Although the application was comprehensively rejected by the Council, the developer later resubmitted an application to the new Dorset Council for fundamentally the same scheme (with a few minor changes).
The Society objected to the development on exactly the same grounds as the first time, namely: that the application is contrary to local adopted policy; is situated outside the Defined Development Boundary; that it is within an area designated as an important open gap and the Upwey Conservation area.
Dorset Council did not decide the new application within the laid down timescales (the is nothing sopecial about that, the Council has a backlog!) The developer therefore invoked their right of appeal to the Planning Inspectorate (a central Government executive agency). The Upwey Society made a short submission referring the inspector to out porevious objection.
No decision has yet been made by the Planning Inspectorate.
Updated December 2019
Original Post of June 2019 –
Parts of a local ancient road are being widened and part-concreted. Many local residents are concerned about the work.
The track is usually known as the Old Roman Road. It leads from the top of The Ridgeway (above The Old Ship) to the South Dorset Ridgeway National Trail. It is a public highway, in the care of Dorset Council. It is inside the Area of Outstanding Natural Beauty and, in part, inside the Upwey Conservation Area.

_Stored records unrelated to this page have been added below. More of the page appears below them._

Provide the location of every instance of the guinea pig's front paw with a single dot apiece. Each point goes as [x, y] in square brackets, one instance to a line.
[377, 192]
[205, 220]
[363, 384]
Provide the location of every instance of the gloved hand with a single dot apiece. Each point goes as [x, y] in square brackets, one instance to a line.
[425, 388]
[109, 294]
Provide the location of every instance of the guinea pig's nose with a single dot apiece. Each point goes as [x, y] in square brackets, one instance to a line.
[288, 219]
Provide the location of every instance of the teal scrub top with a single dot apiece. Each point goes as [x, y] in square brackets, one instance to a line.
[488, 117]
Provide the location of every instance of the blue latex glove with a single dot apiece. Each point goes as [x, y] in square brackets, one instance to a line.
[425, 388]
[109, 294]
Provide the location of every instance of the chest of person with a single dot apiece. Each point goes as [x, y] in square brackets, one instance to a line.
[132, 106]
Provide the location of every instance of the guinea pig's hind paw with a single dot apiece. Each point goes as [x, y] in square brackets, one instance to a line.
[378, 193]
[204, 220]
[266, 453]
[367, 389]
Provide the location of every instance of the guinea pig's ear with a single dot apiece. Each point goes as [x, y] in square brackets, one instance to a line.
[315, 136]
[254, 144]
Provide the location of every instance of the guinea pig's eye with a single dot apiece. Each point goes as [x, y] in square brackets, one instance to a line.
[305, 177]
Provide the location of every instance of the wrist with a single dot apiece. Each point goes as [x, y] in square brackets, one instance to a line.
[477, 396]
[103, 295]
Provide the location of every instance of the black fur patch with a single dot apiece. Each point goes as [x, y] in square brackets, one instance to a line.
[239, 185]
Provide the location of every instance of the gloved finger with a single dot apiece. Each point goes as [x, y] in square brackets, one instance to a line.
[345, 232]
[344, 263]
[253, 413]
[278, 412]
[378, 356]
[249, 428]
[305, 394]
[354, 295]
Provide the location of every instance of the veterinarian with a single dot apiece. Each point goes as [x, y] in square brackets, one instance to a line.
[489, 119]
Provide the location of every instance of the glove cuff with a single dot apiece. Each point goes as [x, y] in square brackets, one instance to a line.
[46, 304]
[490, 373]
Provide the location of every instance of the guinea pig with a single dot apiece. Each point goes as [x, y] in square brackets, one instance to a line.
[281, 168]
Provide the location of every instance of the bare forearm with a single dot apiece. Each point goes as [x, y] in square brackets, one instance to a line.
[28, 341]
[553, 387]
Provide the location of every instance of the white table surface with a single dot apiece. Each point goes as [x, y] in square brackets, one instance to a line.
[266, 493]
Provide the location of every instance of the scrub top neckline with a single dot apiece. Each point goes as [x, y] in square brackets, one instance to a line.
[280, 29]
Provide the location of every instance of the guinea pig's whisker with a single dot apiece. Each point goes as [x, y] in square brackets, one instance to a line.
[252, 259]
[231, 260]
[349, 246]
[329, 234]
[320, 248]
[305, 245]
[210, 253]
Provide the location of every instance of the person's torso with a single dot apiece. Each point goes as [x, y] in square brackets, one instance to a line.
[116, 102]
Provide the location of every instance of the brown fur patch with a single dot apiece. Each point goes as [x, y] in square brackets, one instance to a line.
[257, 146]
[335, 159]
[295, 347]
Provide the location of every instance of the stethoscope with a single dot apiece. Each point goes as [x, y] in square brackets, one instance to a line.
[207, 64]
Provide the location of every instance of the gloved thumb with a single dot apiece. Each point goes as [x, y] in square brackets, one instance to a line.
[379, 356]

The concreting has taken place over a number of years, but most recently in late May 2019. It is being done by owners of a small field off the track who have with no other connection to the area.
A meeting was held on 31 May to allow everyone to express their views and to see what action could be taken to protect a quiet rural lane from further damage. After that meeting a small group volunteered to take things forward. After discussion, and some investigation of the options, it was decided that the best approach was to develop contact with the right part of the Council as they were in the best place to discourage inappropriate treatment of the track and could, if necessary, take enforcement action.
Update, July 2019
We understand that the field owners and the Council’s Community Highways Officer have spoken and have agreed that when the owners are next in Dorset, this summer, they will meet to discuss the matter.
Update December 2019
The Council’s Community Highways Officer spoke to the field owners in late August, altough it was not until December that we were able to find out what was said. We understand that the field owners agreed not to do any more work without consulting the Council first. The Council do not intend to remove the concrete, or to require the field owners to remove it.
It was generally agreed that there was little more that could be done. for now. Residents would maintain a watching brief.
Updated December 2019
In April 2018 there was an application for outline permission to build seven detached houses on land behind Eastbrook House in Church Street. It has not yet been decided. It appears from the Council’s website that the application was withdrawn in November 2019.
You can find the application on the Council’s website here.
The Society objected. The primary reasons for objecting were that:
- it was outside the development boundary set in the Council-approved Local Plan, which identifies the particular area as important open space;
- sewerage in the area is unable to cope with existing demand, and there is no prospect of it being improved.